Paraphase has been used on several medically-relevant genes with highly similar paralogs or pseudogenes, including, CYP21A2 (21-hydroxylase-deficient congenital adrenal hyperplasia), TNXB (Ehlers-Danlos syndrome), STRC (hereditary hearing loss and deafness), and SMN1 and 2 (spinal muscular atrophy). SMN1 is >99.9% similar in sequence to its paralog, SMN2, and both genes have variable copy numbers across populations. Mutations in SMN1 cause spinal muscular atrophy (SMA), a leading cause of early infant death.
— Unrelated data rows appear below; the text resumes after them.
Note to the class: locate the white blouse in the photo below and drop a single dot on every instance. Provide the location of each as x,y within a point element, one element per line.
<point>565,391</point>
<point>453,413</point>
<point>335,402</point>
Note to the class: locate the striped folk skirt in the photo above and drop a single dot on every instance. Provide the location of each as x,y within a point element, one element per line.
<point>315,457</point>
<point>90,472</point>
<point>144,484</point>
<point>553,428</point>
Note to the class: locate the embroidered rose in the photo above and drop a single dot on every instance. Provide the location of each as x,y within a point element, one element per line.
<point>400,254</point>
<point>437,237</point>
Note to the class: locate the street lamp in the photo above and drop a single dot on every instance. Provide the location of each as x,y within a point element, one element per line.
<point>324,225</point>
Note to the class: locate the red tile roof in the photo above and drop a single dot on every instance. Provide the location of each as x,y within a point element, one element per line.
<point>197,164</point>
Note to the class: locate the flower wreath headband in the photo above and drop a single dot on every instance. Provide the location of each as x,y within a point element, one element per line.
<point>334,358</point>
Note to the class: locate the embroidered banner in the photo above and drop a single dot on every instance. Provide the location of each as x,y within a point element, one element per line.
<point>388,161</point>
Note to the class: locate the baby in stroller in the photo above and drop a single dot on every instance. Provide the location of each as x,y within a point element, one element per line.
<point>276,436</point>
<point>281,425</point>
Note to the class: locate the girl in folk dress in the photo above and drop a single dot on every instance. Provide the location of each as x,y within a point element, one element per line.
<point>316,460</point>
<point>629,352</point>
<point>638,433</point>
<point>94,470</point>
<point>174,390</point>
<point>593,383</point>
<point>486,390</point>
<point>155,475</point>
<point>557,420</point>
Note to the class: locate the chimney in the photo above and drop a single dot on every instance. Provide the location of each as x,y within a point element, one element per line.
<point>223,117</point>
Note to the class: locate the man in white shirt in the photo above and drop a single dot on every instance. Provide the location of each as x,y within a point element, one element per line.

High throughput detailed sequence analysis of complete genes is challenging using existing technologies, and identifying silent carriers (having two copies of SMN1 on one chromosome and zero copies on the other, accounting for 27% of carriers in African populations) is impossible without pedigree information. In a recent peer-reviewed publication, Paraphase was able to detect these pathogenic variants for SMA. The study also identified major SMN1 and SMN2 sequence haplogroups and characterized their co-segregation through pedigree-based analyses. In addition, the authors identified a pair of haplotypes that can serve as a genetic marker for alleles carrying two copies of SMN1 in African populations, demonstrating the potential of haplotype-based screening of silent carriers.
Paraphase is being extended into a genome-wide generalized paralog caller as more highly homologous genes are included. Paraphase works on whole-genome sequencing and hybrid capture-based enrichment data. It can also be adapted to work with amplicon sequencing data when the full regions of interest are captured or amplified.